Angelina Jolie did a stunning job in the film as the angry fairy queen of the forest who falls in love with the child she' cursed. Love conquers all!
This past weekend I went to see Cinderella with my niece and great niece. I had wondered if Disney Studio would do as good a job with this film as they did with Malificent. http://en.wikipedia.org/wiki/Cinderella_(2015_film)
Cinderella which starred Lily James in the title role was a visual feast for these old tired eyes. Richard Madden (Game of Throne's Rob Stark), Cate Blanchett, Helena Bonham Carter and the very talented Nonso Anozie from the series Dracula.
The story went by the normal formula of princess saved by prince except for a few twists which I picked up on right away.
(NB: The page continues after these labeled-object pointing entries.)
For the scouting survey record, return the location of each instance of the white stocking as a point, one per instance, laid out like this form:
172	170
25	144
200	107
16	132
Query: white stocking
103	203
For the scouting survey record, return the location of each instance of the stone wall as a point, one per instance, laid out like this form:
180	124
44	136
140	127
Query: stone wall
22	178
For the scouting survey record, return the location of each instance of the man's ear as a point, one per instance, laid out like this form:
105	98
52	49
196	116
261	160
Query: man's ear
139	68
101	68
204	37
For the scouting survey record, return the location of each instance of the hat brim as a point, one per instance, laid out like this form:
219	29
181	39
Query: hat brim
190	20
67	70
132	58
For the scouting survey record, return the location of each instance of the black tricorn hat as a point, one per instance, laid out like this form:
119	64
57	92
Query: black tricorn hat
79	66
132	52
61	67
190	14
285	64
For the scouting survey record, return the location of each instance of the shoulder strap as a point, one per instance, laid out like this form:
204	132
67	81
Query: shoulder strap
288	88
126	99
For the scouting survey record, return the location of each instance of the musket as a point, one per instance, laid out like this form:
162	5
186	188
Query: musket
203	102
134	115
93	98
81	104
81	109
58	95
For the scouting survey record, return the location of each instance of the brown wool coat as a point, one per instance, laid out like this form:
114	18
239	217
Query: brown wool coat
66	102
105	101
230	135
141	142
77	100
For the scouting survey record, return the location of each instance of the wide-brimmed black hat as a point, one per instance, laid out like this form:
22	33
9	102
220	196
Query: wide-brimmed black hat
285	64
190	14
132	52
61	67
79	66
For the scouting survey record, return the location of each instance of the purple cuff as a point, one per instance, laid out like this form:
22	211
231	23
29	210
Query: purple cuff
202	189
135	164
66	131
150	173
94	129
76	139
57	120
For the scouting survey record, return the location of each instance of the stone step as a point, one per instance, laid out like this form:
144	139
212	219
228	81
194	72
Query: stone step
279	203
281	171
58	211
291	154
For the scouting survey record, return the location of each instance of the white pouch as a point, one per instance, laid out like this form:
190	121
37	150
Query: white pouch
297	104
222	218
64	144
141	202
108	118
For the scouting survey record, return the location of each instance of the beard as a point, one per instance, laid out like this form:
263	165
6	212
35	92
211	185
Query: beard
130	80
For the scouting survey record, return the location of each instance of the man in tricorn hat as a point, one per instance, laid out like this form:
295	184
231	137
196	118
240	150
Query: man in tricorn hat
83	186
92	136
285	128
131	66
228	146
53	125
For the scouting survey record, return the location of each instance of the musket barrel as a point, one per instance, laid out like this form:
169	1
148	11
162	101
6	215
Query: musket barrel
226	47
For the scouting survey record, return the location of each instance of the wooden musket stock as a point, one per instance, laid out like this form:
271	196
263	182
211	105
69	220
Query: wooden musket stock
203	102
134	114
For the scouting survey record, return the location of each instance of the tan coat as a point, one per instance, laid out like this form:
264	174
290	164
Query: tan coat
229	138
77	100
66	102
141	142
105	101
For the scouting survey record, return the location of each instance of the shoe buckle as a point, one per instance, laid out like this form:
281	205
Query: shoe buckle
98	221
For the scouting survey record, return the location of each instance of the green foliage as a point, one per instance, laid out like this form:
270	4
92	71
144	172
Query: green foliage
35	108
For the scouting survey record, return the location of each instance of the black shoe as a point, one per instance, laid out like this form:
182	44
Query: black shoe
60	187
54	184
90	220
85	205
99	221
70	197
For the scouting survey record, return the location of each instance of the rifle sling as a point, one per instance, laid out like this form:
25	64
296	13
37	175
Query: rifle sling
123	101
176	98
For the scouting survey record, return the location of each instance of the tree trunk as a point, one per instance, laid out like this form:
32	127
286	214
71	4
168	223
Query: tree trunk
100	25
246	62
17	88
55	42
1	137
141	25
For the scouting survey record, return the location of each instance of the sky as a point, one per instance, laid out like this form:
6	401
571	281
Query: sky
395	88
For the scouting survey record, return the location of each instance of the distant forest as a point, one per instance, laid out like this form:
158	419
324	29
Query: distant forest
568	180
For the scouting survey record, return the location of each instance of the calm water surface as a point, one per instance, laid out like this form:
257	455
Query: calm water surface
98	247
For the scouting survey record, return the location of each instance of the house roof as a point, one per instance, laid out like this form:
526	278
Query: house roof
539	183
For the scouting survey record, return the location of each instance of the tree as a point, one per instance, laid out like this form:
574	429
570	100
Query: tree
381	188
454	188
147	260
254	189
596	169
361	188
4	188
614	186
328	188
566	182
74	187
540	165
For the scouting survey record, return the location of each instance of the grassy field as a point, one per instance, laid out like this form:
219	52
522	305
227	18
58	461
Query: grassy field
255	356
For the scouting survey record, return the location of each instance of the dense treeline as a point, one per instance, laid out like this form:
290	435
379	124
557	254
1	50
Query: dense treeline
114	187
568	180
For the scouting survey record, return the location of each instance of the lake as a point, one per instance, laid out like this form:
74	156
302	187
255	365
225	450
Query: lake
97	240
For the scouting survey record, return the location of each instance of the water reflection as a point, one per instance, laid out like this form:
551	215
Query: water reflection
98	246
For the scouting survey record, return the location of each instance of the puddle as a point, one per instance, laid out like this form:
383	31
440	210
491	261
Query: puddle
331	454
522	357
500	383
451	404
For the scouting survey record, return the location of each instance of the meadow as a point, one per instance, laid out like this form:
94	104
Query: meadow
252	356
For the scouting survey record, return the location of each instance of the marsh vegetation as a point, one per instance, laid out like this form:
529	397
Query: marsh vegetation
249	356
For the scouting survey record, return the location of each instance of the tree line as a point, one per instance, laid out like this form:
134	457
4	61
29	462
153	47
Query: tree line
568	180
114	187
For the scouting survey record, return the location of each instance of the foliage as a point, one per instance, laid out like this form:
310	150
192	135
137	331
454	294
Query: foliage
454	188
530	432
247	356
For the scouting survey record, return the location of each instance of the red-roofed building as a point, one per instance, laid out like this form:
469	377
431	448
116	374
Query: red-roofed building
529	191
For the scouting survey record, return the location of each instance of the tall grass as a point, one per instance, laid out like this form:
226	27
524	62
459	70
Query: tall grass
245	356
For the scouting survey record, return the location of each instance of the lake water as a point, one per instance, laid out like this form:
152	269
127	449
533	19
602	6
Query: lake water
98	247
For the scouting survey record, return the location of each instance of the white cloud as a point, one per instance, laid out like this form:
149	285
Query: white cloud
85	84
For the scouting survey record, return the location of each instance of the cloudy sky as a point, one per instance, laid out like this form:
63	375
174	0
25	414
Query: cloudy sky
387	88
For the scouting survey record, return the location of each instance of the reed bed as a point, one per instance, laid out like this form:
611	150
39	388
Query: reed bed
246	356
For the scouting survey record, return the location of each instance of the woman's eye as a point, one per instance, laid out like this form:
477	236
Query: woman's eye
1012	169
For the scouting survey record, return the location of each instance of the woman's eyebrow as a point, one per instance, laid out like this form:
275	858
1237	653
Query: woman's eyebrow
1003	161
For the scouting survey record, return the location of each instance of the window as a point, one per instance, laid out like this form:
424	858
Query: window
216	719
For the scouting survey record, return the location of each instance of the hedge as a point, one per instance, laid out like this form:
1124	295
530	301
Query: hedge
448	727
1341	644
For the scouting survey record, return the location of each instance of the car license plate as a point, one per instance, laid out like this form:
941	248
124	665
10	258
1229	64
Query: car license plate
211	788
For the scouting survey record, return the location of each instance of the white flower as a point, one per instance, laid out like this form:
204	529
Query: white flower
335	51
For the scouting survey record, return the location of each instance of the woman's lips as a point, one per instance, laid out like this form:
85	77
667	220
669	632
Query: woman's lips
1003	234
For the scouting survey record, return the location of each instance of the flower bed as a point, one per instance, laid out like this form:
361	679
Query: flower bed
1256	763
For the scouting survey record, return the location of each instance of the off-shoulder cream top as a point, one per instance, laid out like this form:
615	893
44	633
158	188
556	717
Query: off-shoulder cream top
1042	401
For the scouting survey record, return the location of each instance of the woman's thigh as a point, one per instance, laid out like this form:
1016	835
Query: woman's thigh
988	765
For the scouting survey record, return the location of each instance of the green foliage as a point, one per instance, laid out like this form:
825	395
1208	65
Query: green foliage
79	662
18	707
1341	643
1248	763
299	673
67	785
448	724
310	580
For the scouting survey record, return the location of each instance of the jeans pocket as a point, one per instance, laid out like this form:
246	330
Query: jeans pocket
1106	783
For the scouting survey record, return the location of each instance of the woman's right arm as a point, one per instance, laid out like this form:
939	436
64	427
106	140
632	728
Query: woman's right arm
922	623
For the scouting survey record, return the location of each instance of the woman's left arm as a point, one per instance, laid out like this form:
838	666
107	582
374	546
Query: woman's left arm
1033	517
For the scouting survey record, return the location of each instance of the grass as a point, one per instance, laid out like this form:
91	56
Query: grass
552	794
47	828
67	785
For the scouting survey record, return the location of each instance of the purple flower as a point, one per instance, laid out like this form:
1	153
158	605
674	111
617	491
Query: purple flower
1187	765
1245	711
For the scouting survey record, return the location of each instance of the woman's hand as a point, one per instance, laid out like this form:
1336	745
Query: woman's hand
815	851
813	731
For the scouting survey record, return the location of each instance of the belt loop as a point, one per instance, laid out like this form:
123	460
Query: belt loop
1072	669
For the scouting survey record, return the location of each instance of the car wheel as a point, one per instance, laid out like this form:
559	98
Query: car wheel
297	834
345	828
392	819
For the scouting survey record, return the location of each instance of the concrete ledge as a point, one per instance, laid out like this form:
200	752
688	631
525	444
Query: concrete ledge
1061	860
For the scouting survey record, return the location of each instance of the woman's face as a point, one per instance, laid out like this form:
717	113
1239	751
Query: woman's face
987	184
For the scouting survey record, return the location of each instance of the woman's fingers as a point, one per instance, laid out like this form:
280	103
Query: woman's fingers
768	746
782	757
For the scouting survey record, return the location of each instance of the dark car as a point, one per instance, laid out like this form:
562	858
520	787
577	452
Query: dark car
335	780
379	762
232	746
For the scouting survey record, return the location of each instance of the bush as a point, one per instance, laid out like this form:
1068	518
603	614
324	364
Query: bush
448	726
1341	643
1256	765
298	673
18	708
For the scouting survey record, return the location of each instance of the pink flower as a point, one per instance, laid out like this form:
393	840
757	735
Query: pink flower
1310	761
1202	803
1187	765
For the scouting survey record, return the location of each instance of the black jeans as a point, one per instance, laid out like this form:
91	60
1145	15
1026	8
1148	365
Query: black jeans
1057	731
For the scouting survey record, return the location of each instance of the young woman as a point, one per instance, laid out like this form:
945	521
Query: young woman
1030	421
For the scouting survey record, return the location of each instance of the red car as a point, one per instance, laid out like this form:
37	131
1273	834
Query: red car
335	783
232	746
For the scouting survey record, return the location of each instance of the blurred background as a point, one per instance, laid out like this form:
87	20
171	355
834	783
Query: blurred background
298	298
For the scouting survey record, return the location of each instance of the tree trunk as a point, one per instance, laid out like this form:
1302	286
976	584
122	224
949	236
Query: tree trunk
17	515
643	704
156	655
Yes, the stepmother played deliciously wicked by Cate Blanchett was selfish and abusive to Cinderella, but we see what sparked the hatred.
When Cinderella's father (Ben Chaplin) died away from home, he sent one special gift back and that was for his daughter. The wife received nothing, not even a note proclaiming his love. Lady Tremaine lets slip that she was a happy wife and mother to her true love, first husband, until his untimely death. Maybe she married Cinderella's father for convenience and security for her and her two brats, but I think she had also allowed herself to dare fall in love again with husband #2. Lady Tremaine realized that she was not treasured and she took out her revenge on Cinderella.
Cinderella was a sweet, forgiving girl, but her courage did not reveal itself in battle. No, Cinderella proved her bravery with her refusal to allow Lady Tremaine to take advantage of the king's love for her. Cinderella was willing to stay the family slave in order to protect the new king. Bravery comes in all forms and I'm hoping we will see more kick ass princesses on the horizon.
Side note: I wasn't sure what my great niece took home from the film. This being her second movie date of the year with me. Yesterday, she came home from school and asked me to dance with her; a waltz; just like Cinderella and Kit danced. I asked her if I was to play the part of Prince Kit because I would need to lead the waltz. Isabella looked me straight in the eye and said, "Aunt Marie, I'm a princess and I'll lead my own waltz."
Damn right, you will!!! Long live the Warrior Queen!